Monday, October 29, 2007

Gap Once Again Caught Using Sweatshop Labor

Making DJ's Halloween costume (he was Davey Crockett, by the way) made me get more in touch with sewing again, a hobby I love. But sewing for me is also a way to reconnect with other humans, by making and giving articles of clothing I've made by hand. It also somewhat lessens one of the largest environmental impacts facing us today, the mass production of cheap clothing. In The Consumer's Guide to Effective Environmental Choices the authors talk about the Personal Items and Services category and clothing comes out ahead of the pack in terms of impact:
Under clothing, for example, apparel is the leading source of environmental damage. The production of these products is surprisingly energy intensive...One reason clothing contributes to toxic water pollution is that the production of synthetic fibers from petroleum products and the dyeing and bleaching of cloth result in substantial releases of toxic chemicals (74-76).
And there's more to this section that's both fascinating and horrifying with respect to how big an impact buying new clothing makes on the environment. Yes, we all thought that driving our world-destroying SUVs down to the 7-11 just for a Slurpy and a newspaper was the cause of it all.

Now for a little disclosure: I do not buy all of my family's clothes used, nor do I make most of my family's clothing, either.
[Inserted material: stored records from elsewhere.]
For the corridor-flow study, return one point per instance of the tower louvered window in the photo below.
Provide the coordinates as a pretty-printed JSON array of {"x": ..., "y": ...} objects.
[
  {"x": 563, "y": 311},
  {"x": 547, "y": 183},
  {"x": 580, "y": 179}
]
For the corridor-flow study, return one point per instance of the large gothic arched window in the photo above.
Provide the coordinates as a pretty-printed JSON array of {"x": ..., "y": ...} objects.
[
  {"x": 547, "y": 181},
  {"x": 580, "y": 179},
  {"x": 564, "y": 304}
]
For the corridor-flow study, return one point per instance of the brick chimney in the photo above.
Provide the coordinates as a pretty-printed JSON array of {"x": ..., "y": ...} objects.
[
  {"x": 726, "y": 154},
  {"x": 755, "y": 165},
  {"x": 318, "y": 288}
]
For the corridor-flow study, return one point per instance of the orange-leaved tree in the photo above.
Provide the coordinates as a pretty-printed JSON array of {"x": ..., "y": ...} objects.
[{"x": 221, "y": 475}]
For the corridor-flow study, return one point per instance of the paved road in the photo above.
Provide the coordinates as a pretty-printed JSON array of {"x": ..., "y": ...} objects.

I avoid buying the clothing that have "Made in Death Holes of Calcutta" tags in them, but I still do buy articles made in largely third-world or developing countries.

This article on CNN/Asia (funny how we have to read about these things on the subset of CNN proper -- like the real shoker of a story being buried on 10D) talks about how Gap Clothing "suddenly" found out that one of their subcontractors was employing child labor, but "employing" seems an understatement. Not just using child labor to make Gap's clothing, they were using SLAVE child labor to make Gap's clothing. And this isn't the first time Gap has been caught using child labor -- here is a Guardian article from 2004 that shows that this is a bad habit with the Gap Corporation. Gap claims they have 90 people worldwide to monitor their subcontractors' practices, so how did this slip under the radar? I'll tell you how, they didn't care -- caring might have hurt their bottom line. So, all this so-called Gap (Product) RED clothing Gap has been making to help fight AIDS in Africa is destroying the lives and families of other people in other ways. Thanks, Gap. I think about these kids making the clothing that kids in the U.S. will wear and it makes me rather ill.

In dwelling on the issue of sweat shop labor I've thought, well, doesn't this save families from complete poverty if they have just this little bit of income? And the answer is of course not, it's pure exploitation. So, what would be a better solution? Max Oelschlaeger, in Caring for Creation: An ecumenical approach to the environmental crisis, uses ideas from E.F. Schumacher's Small is Beautiful to answer that question:
He [Schumacher] argues that what the economically impoverished people of the Third World require is appropriate technology, that is, technology consistent with their human and economic resources, cultural traditions, and geographical location. Rather than Western-style hydroelectric dams providing electricity for cities and water for agribusiness, the rural people of Africa need wells and filtration equipment that provide clean drinking water and supplies for irrigating local gardens. Rather than billions of dollars of financing for plants that make products for export with low-cost labor (jobs moved by international corporations from their own nations), the poor of the Third World need small loans to star locally owned businesses and craft industries (46-47).
I'm sorry that this post is becoming so long-winded but I am angry that I continue to buy clothing from Target when I know there is the possibility it was created in sweatshop conditions; even if the working conditions are acceptable, it is still adding to the ecological crisis.

Here is a BBC broadcast about "the real cost of cotton," as it makes its way up the chain to become cheap cotton t-shirts. Here is a Wikipedia article on Full Cost Accounting, or True Cost Accounting, which is way of viewing the economy in terms of what the items we purchase actually cost, without government subsidies, without sweatshop labor. It's really quite scary to think about, but something we need to face if we are to eradicate practices like sweatshop labor and the indifference by corporations to address those issues because it hurts the bottom line.

It took the Guardian Observer from the UK to reveal this latest truth about Gap's indifference to human suffering in the guise of humanitarian campaigns such as (Product) Red. I'm getting off my self-righteous high horse, now. Even though I know this is just scratching the surface of even beginning to do something about this problem, I vow to never visit another Gap store again.